Thank you! I'll try doing what you suggested and see what happens. You've already been very generous with your time-- much appreciated.
I believe though that one thing would make this analysis easier for me-- I have a hard time understanding unstandardized slope values of my predictors, thus making it hard to decide on the effect size I'm looking for. What's the best way to find out how these values correspond to standardized effect sizes?
Thank you!
Unfortunately in your case the effect sizes are odds ratios, and the general consensus is that no one really understands those!
I think the best way to get a sense of effect sizes in a binomial model is see how predicted probabilities are affected.
For example, if the predicted probability for a particular subject was 50%,, the effect size for x1
was 0.02, and you increased x1
by 1 unit, the new predicted probability would be 50.5%.

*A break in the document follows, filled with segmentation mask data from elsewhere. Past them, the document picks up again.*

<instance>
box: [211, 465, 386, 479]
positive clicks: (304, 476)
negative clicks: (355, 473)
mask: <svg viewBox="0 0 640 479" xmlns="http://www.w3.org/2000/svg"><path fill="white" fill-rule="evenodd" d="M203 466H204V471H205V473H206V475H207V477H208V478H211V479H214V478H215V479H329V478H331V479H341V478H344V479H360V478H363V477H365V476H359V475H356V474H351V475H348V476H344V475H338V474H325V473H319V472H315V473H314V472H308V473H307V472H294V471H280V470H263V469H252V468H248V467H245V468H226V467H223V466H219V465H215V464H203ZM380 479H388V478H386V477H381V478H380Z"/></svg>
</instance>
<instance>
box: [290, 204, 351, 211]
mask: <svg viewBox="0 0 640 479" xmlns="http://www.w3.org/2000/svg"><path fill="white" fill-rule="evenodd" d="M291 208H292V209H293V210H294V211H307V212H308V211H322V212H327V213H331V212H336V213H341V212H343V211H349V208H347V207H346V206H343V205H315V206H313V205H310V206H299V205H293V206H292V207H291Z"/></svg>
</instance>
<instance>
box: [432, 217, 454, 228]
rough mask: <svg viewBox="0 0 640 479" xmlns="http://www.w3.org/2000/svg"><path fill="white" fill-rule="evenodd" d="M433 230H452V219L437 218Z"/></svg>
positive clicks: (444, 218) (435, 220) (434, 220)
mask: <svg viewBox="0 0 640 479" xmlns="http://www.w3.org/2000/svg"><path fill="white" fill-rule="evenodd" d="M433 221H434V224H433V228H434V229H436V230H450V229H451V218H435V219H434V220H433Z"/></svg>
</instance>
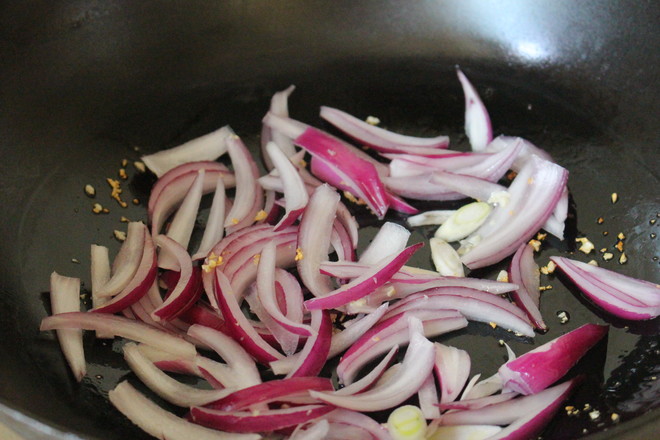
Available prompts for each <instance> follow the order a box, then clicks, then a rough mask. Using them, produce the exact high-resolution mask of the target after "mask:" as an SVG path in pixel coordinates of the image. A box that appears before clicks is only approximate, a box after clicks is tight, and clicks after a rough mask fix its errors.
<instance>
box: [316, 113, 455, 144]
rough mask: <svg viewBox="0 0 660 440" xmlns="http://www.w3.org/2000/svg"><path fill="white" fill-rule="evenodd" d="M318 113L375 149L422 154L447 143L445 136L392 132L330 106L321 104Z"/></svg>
mask: <svg viewBox="0 0 660 440" xmlns="http://www.w3.org/2000/svg"><path fill="white" fill-rule="evenodd" d="M320 114H321V117H322V118H323V119H325V120H326V121H328V122H330V123H331V124H332V125H334V126H335V127H337V128H338V129H340V130H341V131H343V132H344V133H346V134H347V135H349V136H350V137H352V138H353V139H355V140H357V141H358V142H359V143H360V144H364V145H368V146H370V147H372V148H373V149H374V150H376V151H381V152H393V153H400V152H401V153H409V154H420V155H423V154H424V153H433V152H434V151H435V150H436V149H438V148H447V146H448V145H449V138H448V137H447V136H438V137H434V138H419V137H414V136H405V135H401V134H398V133H393V132H391V131H388V130H385V129H382V128H380V127H376V126H374V125H371V124H369V123H367V122H364V121H362V120H360V119H358V118H356V117H355V116H352V115H349V114H348V113H346V112H343V111H341V110H338V109H336V108H332V107H326V106H322V107H321V113H320Z"/></svg>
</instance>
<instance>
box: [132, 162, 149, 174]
mask: <svg viewBox="0 0 660 440" xmlns="http://www.w3.org/2000/svg"><path fill="white" fill-rule="evenodd" d="M133 166H134V167H135V169H136V170H138V171H139V172H141V173H144V172H145V171H147V167H146V165H145V164H144V162H140V161H135V162H133Z"/></svg>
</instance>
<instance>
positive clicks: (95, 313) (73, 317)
mask: <svg viewBox="0 0 660 440" xmlns="http://www.w3.org/2000/svg"><path fill="white" fill-rule="evenodd" d="M61 328H80V329H84V330H96V331H99V330H100V331H102V332H107V333H112V334H113V335H115V336H121V337H123V338H126V339H131V340H133V341H137V342H142V343H144V344H148V345H153V346H154V347H156V348H159V349H161V350H163V351H166V352H168V353H172V354H175V355H177V356H181V357H184V358H193V357H195V355H196V354H197V351H196V350H195V346H194V345H193V344H191V343H190V342H188V341H186V340H184V339H183V338H180V337H178V336H176V335H173V334H170V333H167V332H164V331H162V330H157V329H155V328H153V327H150V326H148V325H146V324H143V323H141V322H138V321H135V320H132V319H128V318H124V317H121V316H115V315H109V314H106V313H85V312H69V313H60V314H58V315H53V316H48V317H46V318H44V319H43V320H42V321H41V327H40V330H42V331H44V330H56V329H61Z"/></svg>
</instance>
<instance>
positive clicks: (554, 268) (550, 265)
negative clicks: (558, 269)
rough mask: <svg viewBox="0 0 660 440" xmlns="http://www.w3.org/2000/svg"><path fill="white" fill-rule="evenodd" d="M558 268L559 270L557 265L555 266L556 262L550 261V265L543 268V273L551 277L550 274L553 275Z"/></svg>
mask: <svg viewBox="0 0 660 440" xmlns="http://www.w3.org/2000/svg"><path fill="white" fill-rule="evenodd" d="M556 268H557V265H556V264H555V262H554V261H552V260H550V261H548V264H546V265H545V266H542V267H541V273H542V274H544V275H549V274H551V273H553V272H554V271H555V269H556Z"/></svg>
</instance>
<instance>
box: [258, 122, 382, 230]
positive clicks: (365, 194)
mask: <svg viewBox="0 0 660 440" xmlns="http://www.w3.org/2000/svg"><path fill="white" fill-rule="evenodd" d="M264 123H265V124H267V125H269V126H270V127H271V128H273V129H276V130H280V131H282V132H283V133H285V134H287V135H288V136H290V137H292V138H294V143H295V144H297V145H300V146H301V147H303V148H304V149H305V150H307V151H308V152H309V153H310V154H311V155H312V156H315V157H318V158H319V159H320V160H322V161H325V162H326V163H327V164H328V165H330V166H332V168H333V170H334V172H335V173H337V174H338V175H340V176H342V180H344V182H346V184H347V185H350V186H351V188H353V189H354V190H355V191H356V192H358V193H357V194H354V195H355V196H356V197H358V198H361V199H363V200H364V201H365V202H366V203H367V205H368V206H369V207H370V208H371V209H372V210H373V212H374V213H375V214H376V216H378V217H379V218H383V216H384V215H385V212H386V211H387V208H388V206H389V204H388V202H387V198H386V196H385V188H384V187H383V184H382V182H381V180H380V177H379V175H378V172H377V170H376V167H375V166H374V164H373V163H372V162H370V161H368V160H365V159H364V158H363V157H362V155H360V154H356V152H355V151H357V149H356V148H355V147H353V146H352V145H349V144H347V143H345V142H343V141H341V140H339V139H337V138H335V137H333V136H331V135H329V134H327V133H325V132H323V131H321V130H318V129H316V128H313V127H309V126H306V125H305V124H302V123H300V122H297V121H294V120H291V119H286V118H280V117H278V116H275V115H273V114H267V115H266V117H265V118H264Z"/></svg>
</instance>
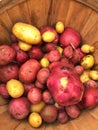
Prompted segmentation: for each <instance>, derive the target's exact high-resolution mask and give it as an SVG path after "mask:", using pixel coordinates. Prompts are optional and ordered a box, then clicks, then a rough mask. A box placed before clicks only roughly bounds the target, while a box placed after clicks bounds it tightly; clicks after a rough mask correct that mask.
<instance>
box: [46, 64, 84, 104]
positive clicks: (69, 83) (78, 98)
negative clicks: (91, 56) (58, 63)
mask: <svg viewBox="0 0 98 130" xmlns="http://www.w3.org/2000/svg"><path fill="white" fill-rule="evenodd" d="M47 87H48V89H49V91H50V93H51V94H52V96H53V98H54V100H55V102H57V103H58V104H60V105H62V106H69V105H73V104H76V103H78V102H80V100H81V98H82V96H83V93H84V85H83V83H82V82H81V81H80V78H79V76H78V75H77V74H76V73H75V72H74V70H73V69H72V68H70V67H69V66H68V65H66V64H65V66H64V65H63V66H57V67H55V69H54V70H53V72H51V74H50V76H49V78H48V80H47Z"/></svg>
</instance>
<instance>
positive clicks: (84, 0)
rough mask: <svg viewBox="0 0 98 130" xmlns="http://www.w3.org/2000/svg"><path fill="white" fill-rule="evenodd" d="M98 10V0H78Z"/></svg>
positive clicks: (76, 0)
mask: <svg viewBox="0 0 98 130" xmlns="http://www.w3.org/2000/svg"><path fill="white" fill-rule="evenodd" d="M76 1H78V2H81V3H83V4H85V5H87V6H89V7H91V8H93V9H94V10H96V11H98V0H76Z"/></svg>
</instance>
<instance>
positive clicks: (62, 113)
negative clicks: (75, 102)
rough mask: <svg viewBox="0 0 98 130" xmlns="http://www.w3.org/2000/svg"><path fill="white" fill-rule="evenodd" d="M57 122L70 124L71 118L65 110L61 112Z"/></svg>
mask: <svg viewBox="0 0 98 130" xmlns="http://www.w3.org/2000/svg"><path fill="white" fill-rule="evenodd" d="M57 120H58V122H59V123H61V124H64V123H67V122H68V120H69V117H68V115H67V113H66V112H65V111H64V110H59V111H58V116H57Z"/></svg>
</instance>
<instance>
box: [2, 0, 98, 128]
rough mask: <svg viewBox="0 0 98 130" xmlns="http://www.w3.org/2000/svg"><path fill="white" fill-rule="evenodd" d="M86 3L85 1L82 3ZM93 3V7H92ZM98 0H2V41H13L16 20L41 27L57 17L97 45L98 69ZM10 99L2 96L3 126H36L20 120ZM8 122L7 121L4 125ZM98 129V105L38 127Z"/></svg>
mask: <svg viewBox="0 0 98 130" xmlns="http://www.w3.org/2000/svg"><path fill="white" fill-rule="evenodd" d="M81 3H83V4H81ZM90 7H91V8H90ZM97 11H98V0H40V1H39V0H19V1H18V0H0V44H10V43H11V39H10V34H11V29H12V26H13V24H14V23H16V22H18V21H21V22H26V23H30V24H33V25H35V26H37V27H38V28H40V27H41V26H43V25H47V24H48V25H52V26H53V25H54V24H55V23H56V22H57V21H58V20H60V21H63V22H64V24H65V26H70V27H73V28H74V29H76V30H77V31H79V32H80V33H81V35H82V38H83V43H88V44H91V45H94V46H95V48H96V49H95V52H94V54H93V55H94V57H95V63H96V68H97V69H98V12H97ZM7 104H8V100H6V99H3V98H2V97H1V96H0V130H6V129H7V130H35V129H34V128H32V127H31V126H30V125H29V124H28V122H27V119H26V120H23V121H17V120H15V119H13V118H12V117H11V116H10V115H9V114H8V112H7V111H6V110H7ZM5 124H6V125H5ZM55 129H56V130H63V129H64V130H98V107H96V108H95V109H93V110H89V111H84V112H83V113H82V114H81V115H80V117H79V118H77V119H75V120H70V121H69V122H68V123H66V124H63V125H62V124H58V123H54V124H48V125H47V124H43V125H42V126H41V127H40V128H38V130H55Z"/></svg>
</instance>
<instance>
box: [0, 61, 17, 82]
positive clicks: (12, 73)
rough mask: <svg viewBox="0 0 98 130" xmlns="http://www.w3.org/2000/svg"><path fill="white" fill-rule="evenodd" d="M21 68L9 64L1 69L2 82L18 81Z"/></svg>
mask: <svg viewBox="0 0 98 130" xmlns="http://www.w3.org/2000/svg"><path fill="white" fill-rule="evenodd" d="M18 75H19V67H18V65H17V64H14V63H9V64H7V65H4V66H1V67H0V81H2V82H4V83H5V82H7V81H8V80H10V79H18Z"/></svg>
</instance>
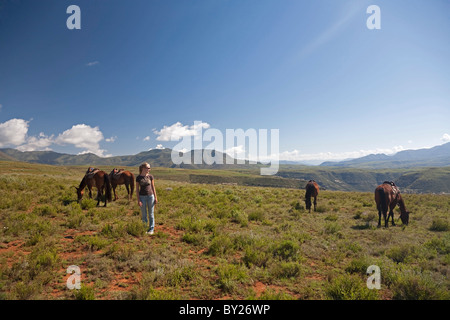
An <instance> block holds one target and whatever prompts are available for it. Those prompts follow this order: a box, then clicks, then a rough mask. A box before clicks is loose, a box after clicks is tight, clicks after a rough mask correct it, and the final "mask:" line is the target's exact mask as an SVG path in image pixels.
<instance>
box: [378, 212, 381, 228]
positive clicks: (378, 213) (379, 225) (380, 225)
mask: <svg viewBox="0 0 450 320" xmlns="http://www.w3.org/2000/svg"><path fill="white" fill-rule="evenodd" d="M378 228H381V209H380V208H378Z"/></svg>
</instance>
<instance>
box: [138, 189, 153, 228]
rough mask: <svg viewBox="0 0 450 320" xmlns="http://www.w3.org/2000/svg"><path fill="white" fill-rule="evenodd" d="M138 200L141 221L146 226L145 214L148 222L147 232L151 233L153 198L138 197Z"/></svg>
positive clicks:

> plogis(qlogis(0.5) + 0.02)
[1] 0.5049998
Whether that's large or small would depend on the scale of x1
of course. e.g. if a typical change in x1
was 10 units, then 50% would become 55%:
> plogis(qlogis(0.5) + 0.02*10)
[1] 0.549834
Hi, Unfortunately I wasn't able to figured this out. I sent you an email to the address provided here! Thanks!
Hi,
I have another issue with this package and I'd love some help. I have some pilot data on 7 people and I used it to estimate power. However, even with such small sample, I get the power of 100%.
Here's my model:
modelA<-lmer(y ~ x1 + x2 + x3 + (1|subject), data=mydata, REML=FALSE, na.rm = TRUE)
x2 is number of days in which the participants took the study, and x3 is number of items they saw on each day. I'm interested in finding the effect of x1 on y, Cohen's d = 0.2 (not sure how to specify that?)
This is the output I get:
This seems rather impossible and I'm not sure where my mistake is. Thanks!